Wie ist die Resonanz auf den Mauerradweg?
Jährlich nehmen etwa 1000 Menschen an den Mauerstreifzügen teil. Es sind immer wieder Leute dabei, die mir nach einer Tour sagen: „Ab jetzt fahre ich bei jedem Streifzug mit!“ Oder die danach die anderen Etappen auf eigene Faust zurücklegen. Der Wunsch, den gesamten Mauerweg einmal abgefahren zu sein, ist groß. Neulich hat mir wieder jemand gemailt, er habe die 160 Kilometer geschafft – ob es da nicht eine Urkunde gebe.
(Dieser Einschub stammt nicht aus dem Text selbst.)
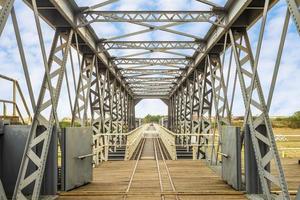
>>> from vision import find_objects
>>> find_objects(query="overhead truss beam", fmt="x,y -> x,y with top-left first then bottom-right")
99,41 -> 205,51
79,11 -> 225,26
113,58 -> 191,66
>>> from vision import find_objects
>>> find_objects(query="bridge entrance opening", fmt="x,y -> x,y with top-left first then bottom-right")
0,0 -> 299,199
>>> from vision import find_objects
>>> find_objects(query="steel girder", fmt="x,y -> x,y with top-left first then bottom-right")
89,61 -> 106,164
99,41 -> 205,51
113,58 -> 191,66
0,0 -> 15,36
91,68 -> 132,163
169,64 -> 212,159
125,77 -> 176,82
207,54 -> 231,164
79,10 -> 225,25
14,29 -> 74,199
229,28 -> 289,199
71,55 -> 95,126
121,69 -> 182,76
286,0 -> 300,34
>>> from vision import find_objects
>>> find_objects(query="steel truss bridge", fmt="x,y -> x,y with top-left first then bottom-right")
0,0 -> 299,200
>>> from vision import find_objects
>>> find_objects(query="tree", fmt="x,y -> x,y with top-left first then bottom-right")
143,114 -> 164,123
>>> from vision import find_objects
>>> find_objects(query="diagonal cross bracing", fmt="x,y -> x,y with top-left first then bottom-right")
79,11 -> 225,26
113,58 -> 191,66
100,41 -> 205,51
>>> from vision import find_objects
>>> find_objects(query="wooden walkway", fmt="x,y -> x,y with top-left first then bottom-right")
58,126 -> 299,200
59,160 -> 246,200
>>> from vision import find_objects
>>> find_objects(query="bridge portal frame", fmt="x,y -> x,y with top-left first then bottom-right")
0,0 -> 298,199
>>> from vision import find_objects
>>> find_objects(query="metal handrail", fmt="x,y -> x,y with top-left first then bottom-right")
93,125 -> 145,164
0,74 -> 32,124
125,125 -> 146,160
155,124 -> 177,160
0,99 -> 25,124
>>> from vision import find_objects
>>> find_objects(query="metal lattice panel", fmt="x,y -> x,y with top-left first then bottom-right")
79,10 -> 225,25
14,30 -> 74,199
100,41 -> 205,51
229,29 -> 289,199
72,56 -> 95,126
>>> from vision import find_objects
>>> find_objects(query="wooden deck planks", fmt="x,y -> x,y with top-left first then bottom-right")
59,160 -> 247,200
59,158 -> 299,199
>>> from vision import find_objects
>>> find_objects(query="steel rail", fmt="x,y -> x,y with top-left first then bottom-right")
153,138 -> 165,200
123,138 -> 146,200
154,137 -> 179,200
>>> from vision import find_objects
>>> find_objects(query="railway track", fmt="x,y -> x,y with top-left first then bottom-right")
124,127 -> 179,200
Wenn ich in der Bahn sitze, sehe ich oft, wie Grüppchen auf dem Mauerweg radeln. Das Projekt ist offensichtlich sehr beliebt.
Was ist das Besondere am Mauerweg?
Er ist das einzige Projekt in Deutschland, das den sanften mit dem Städtetourismus verbindet, beides Branchen mit hohen Zuwachsraten. In Berlin kann man tagsüber die landschaftliche Idylle genießen, ohne am Abend auf den Opern- oder Theaterbesuch verzichten zu müssen. Außerdem bewahrt der Mauerweg die Erinnerung an die Spaltung der Stadt und deren Überwindung durch die friedliche Revolution in der DDR.